Sunday, September 11, 2011

Love, Your Author

Ong's descriptoin of the relationship between an author and an audience led me to think about a journal entry. According to Ong, all audiences are fictional because an author does not directly interact with any person through the written word. It was his last paragraph that made me think, well why not a journal? You write a journal to interact with yourself.

This epiphany was came about directly after reading about Ong's description of the trend of confessional writing. Ong says, "Observant literary critics and psychiatrists, however, do not need to be told that confessional literature is likely to wear the most masks of all" (21). I thought, absolutely not.

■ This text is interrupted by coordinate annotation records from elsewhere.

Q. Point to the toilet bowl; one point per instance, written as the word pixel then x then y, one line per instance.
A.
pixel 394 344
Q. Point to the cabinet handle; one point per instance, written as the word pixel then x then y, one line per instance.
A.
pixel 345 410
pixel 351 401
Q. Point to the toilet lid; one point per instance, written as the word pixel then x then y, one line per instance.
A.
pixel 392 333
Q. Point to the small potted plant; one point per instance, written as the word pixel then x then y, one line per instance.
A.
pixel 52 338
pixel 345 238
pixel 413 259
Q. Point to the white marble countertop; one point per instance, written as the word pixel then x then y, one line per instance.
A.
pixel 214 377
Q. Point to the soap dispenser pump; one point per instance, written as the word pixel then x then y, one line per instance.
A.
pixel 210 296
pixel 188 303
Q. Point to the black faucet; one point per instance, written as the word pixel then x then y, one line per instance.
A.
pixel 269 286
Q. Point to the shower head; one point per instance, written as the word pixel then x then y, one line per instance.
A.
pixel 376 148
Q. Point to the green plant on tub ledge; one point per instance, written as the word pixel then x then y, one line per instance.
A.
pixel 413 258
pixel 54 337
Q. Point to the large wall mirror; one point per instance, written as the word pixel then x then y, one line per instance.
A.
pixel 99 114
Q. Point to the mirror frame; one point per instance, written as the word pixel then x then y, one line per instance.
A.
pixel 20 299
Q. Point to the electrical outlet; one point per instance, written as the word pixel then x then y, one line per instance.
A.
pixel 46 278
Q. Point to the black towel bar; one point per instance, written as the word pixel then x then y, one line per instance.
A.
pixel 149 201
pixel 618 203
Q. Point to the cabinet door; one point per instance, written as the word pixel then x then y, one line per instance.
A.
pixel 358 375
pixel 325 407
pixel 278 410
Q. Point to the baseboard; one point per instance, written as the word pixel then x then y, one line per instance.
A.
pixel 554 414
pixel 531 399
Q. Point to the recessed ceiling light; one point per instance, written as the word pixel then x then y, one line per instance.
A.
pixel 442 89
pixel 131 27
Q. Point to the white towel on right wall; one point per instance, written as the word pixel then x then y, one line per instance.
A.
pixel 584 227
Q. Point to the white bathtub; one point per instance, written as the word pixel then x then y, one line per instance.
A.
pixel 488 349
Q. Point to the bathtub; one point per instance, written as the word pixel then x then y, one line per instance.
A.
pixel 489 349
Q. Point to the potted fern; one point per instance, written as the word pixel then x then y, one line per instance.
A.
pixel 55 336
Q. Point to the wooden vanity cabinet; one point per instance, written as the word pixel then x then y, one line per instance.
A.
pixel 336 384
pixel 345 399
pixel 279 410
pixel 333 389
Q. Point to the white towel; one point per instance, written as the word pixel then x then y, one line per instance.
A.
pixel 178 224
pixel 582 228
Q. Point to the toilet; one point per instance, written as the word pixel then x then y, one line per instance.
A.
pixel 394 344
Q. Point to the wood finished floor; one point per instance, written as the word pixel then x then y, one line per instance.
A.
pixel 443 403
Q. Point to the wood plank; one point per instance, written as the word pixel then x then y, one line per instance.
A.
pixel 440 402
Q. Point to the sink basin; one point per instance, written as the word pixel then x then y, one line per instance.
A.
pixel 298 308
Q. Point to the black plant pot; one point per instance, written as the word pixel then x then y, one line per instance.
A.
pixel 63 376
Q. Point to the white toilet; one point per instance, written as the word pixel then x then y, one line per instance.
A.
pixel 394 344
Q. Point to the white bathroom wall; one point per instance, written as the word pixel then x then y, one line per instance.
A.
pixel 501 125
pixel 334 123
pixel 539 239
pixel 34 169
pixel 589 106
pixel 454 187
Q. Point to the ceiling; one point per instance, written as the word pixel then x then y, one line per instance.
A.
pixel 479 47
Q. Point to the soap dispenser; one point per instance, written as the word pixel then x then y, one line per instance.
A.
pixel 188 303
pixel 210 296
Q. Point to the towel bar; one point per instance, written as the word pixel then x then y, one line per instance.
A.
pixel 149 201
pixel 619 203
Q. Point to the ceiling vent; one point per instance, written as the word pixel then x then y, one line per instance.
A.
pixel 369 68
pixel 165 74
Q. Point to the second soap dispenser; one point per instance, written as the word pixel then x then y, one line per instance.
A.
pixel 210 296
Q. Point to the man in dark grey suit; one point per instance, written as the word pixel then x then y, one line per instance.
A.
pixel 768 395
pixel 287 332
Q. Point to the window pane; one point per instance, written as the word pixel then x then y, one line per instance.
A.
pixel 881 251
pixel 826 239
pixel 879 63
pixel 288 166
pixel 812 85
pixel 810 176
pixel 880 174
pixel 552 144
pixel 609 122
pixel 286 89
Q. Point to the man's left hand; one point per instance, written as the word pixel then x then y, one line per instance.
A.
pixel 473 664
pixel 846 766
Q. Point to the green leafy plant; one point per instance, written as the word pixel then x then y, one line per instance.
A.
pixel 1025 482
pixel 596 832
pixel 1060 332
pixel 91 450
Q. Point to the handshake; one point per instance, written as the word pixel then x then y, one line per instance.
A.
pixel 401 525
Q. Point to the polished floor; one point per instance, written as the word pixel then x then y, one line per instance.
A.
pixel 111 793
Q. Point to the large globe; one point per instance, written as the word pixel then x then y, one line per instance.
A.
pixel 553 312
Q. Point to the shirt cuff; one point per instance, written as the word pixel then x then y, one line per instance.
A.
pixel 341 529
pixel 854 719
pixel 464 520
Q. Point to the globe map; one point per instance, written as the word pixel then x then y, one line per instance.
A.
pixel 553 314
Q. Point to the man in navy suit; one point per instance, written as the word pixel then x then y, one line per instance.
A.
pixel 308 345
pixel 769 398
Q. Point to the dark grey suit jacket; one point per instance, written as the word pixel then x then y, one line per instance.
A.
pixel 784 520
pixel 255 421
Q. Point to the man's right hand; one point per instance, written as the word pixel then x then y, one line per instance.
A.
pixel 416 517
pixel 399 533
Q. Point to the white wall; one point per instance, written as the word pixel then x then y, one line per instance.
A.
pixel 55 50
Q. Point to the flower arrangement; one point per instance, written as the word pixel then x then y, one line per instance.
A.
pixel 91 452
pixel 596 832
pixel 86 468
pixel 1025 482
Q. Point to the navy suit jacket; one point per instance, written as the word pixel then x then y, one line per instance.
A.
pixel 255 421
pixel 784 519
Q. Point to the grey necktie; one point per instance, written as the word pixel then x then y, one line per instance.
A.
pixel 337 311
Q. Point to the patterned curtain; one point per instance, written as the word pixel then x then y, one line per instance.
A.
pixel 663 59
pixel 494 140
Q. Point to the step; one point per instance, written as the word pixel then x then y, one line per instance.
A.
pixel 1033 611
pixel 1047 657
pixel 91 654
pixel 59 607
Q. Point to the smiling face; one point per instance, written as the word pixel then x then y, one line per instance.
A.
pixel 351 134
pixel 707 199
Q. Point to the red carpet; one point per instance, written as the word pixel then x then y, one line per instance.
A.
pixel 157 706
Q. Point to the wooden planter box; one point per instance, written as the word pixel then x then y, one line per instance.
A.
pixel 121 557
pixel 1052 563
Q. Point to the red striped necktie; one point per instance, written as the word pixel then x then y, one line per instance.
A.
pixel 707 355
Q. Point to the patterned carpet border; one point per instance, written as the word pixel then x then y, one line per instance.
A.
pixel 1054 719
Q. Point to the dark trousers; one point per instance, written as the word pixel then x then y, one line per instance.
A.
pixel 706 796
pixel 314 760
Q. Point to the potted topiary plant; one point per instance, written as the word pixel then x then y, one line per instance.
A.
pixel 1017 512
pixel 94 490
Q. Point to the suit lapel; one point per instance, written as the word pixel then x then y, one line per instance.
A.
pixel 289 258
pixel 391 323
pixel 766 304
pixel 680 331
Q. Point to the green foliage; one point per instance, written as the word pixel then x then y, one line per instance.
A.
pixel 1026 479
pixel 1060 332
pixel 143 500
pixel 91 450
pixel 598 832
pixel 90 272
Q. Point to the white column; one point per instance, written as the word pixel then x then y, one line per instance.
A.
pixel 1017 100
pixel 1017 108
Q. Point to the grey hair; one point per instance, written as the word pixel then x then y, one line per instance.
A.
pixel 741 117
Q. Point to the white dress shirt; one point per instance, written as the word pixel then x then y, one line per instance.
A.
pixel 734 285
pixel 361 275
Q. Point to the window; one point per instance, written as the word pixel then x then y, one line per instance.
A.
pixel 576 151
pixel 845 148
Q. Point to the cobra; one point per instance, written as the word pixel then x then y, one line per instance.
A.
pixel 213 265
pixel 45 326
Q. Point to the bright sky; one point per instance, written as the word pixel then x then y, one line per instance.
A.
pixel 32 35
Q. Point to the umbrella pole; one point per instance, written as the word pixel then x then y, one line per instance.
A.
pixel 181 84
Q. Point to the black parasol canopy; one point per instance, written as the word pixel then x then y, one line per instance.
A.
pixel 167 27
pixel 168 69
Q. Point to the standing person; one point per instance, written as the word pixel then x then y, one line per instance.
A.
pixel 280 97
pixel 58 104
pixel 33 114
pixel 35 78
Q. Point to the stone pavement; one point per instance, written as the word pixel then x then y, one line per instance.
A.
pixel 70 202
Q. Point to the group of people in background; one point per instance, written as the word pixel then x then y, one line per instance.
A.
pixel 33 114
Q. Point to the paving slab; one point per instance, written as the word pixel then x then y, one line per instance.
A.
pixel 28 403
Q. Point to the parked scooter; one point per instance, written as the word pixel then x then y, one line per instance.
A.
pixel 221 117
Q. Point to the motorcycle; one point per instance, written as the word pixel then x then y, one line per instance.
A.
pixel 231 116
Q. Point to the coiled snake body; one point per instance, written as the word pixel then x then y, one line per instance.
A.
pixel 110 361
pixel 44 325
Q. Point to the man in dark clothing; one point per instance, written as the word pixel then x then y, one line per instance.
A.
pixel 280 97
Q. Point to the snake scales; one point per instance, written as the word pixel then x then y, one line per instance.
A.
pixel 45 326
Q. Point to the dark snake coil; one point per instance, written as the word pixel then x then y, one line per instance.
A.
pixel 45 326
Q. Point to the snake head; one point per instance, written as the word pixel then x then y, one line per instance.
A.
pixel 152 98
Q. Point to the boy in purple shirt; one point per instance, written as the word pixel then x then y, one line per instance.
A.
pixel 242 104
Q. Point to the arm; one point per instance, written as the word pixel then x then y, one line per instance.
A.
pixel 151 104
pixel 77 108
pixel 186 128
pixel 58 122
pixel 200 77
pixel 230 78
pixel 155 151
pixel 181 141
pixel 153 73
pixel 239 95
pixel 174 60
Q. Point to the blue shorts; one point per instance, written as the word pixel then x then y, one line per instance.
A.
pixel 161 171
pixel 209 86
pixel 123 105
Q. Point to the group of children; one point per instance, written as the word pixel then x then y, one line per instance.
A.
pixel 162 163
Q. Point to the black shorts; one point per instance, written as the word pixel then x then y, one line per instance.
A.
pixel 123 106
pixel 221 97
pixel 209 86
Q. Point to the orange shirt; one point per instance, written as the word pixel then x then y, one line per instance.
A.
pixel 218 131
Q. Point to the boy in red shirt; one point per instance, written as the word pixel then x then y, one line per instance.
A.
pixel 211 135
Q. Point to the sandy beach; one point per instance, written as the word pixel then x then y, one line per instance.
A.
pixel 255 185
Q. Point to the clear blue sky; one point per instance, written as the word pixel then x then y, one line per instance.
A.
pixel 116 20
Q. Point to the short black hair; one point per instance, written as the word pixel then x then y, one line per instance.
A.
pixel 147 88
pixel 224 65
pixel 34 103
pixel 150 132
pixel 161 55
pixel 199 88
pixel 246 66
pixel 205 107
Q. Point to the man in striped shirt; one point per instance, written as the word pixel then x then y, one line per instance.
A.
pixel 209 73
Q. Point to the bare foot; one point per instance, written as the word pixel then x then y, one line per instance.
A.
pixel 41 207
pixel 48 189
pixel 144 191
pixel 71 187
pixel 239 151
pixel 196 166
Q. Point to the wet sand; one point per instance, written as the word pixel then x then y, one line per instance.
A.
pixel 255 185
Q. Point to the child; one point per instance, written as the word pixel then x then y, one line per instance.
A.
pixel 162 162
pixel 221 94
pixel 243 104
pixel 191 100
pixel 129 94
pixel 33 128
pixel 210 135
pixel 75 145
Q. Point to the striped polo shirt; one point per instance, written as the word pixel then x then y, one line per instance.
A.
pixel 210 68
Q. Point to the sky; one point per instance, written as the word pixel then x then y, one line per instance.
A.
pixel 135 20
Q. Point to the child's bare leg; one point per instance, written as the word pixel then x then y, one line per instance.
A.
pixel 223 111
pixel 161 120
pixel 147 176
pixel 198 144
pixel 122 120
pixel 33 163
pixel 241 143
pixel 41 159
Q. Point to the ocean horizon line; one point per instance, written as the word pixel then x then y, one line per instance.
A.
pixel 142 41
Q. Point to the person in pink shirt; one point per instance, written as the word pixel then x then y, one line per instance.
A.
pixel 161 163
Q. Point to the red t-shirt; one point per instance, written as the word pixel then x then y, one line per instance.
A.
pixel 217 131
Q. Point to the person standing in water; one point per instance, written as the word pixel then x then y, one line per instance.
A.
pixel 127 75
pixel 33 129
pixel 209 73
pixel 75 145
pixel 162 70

A journal entry must be the most pure form of writing. Your audience is, after all, yourself.

Seconds later I shot down my epiphany with this thought: When you write a journal, you imagine someone reading it. Maybe that someone is yourself, your parents, your friends, or the whole world. Your honesty is sugarcoated. You describe events as you wish you had experienced them, describe emotions as more poetic and picturesque. And so, I would like to propose that it is journal-keeping that has truly the most fictional audience. The author, in this case, intentionally imagines an audience that will most likely never read his or her written words. And if the author reads the words, he or she will know not to completely believe what he or she reads in the first place.

1 comment:

  1. This is actually from Kaitlyn (still having commenting trouble):


    Jaylyn,

    I can certainly see both sides of your thought process. Journal entries can be both the most honest form of writing and the most blatant example of fictional writing. I still see it as more honest writing than not, though. My reason for that is because when I'm writing a journal entry, I may be embellishing only for the sake of having a text unlike what I write for my professors. It certainly reads as more poetic and picturesque than an academic paper may, but being that I am my only audience in a journal entry, I know my own writing style. I understand that I'm writing all these lines unlike how I actually think. So the writing will appear pompous to other readers, but they weren't my intended target audience. So what's honest to me might not be honest to them.

    It'd be interesting to see how different readers would view a journal entry that's completely embellished only for embellishment's sake.